With an advanced estimate of increased production (277.49 mn tonnes 2017-18) of major food crops, we have exceeded the earlier production (275.11 mn tonnes 2016-17) and the Ministry of Agriculture says that this year there is a record foodgrain production, but can we assure our poor hungry people at least a one-time meal?

Despite a rapidly growing economy there are hundreds of million people bound to suffer the tragedies of malnutrition and travesty of public welfare schemes. The Right to Education could be a success of whatsoever kind because the government assured the poor at least one wholesome meal for children in the mid-day meal scheme. The UNDP says that almost 40 per cent of foodgrains is wasted in transit, damaged and spoilt in one way or the other in India. The total amount of food wasted in India in a year is valued at Rs 58,000 crores. Owing to poor distribution and inadequate storage facilities, about 21 million tonnes of wheat, which almost equals the total production of a country like Australia, is wasted in India. In 2016-17, a damage of 8679 tonnes of foodgrains was reported, with Maharashtra topping the list of States with 7963 tonnes. Various reasons for damage of foodgrains include pest attacks, leakages in godowns, procurement of poor quality stocks, exposure to rains, floods, and negligence on the part of the people concerned. On the one hand we witness death of our farmers because of erratic policies and at the same time we see people dying of hunger amidst all the piles of foodgrains being disposed off.

Conclusion

It is in utter disregard to the idea of humanity and welfare state that seventy per cent of the country’s population is employed in agriculture and more than thirty per cent of its population goes hungry.
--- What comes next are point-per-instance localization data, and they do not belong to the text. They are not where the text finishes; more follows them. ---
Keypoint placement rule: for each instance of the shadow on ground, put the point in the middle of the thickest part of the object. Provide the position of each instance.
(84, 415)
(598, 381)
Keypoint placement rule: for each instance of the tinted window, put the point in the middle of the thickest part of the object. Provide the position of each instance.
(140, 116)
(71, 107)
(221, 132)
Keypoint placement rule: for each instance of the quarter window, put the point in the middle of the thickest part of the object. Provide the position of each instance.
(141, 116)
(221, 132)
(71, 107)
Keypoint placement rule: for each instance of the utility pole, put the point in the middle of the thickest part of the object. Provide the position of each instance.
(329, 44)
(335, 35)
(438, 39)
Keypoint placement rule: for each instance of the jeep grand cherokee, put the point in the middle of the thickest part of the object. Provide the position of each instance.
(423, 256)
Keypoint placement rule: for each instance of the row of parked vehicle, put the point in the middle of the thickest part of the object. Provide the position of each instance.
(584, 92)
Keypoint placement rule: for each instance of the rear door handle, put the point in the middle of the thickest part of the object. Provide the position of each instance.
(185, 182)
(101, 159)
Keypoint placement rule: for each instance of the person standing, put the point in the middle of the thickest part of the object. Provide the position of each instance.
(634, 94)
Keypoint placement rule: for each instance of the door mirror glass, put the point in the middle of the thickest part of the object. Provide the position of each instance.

The quirkiness and vagaries of the people at the helm is reflected in the statements such as, ‘to seek loan waivers is fashionable these days’ or ‘poor people don’t have anything to eat because they spend lavishly on marriages, alcohol and smart phones’. The Government of India allocates more money to build a Patel Statue and to organise Kumbh Mela than in steps to eradicate food insecurities and hunger. The poor and poverty are reduced to statistics and policy-makers dig their heads either in sand to believe that it is a non-issue and chant slogans like ‘Bhukhmari Bharat chhodo’ (Hunger — Leave India) (sic) to believe that it is a Godly or natural curse and which will leave this country on its own or at God’s will only. The planning and strategy to tackle hunger are lack lustre in comparison to even what goes on in designing the Prime Minister’s suit with his name. The present dispensation finds it comfor-table and convenient to believe that roti (bread) is less important than Ram in contradiction to human understanding that once one gets roti he discovers Ram on his own provided the roti is assured by the much necessary right to food.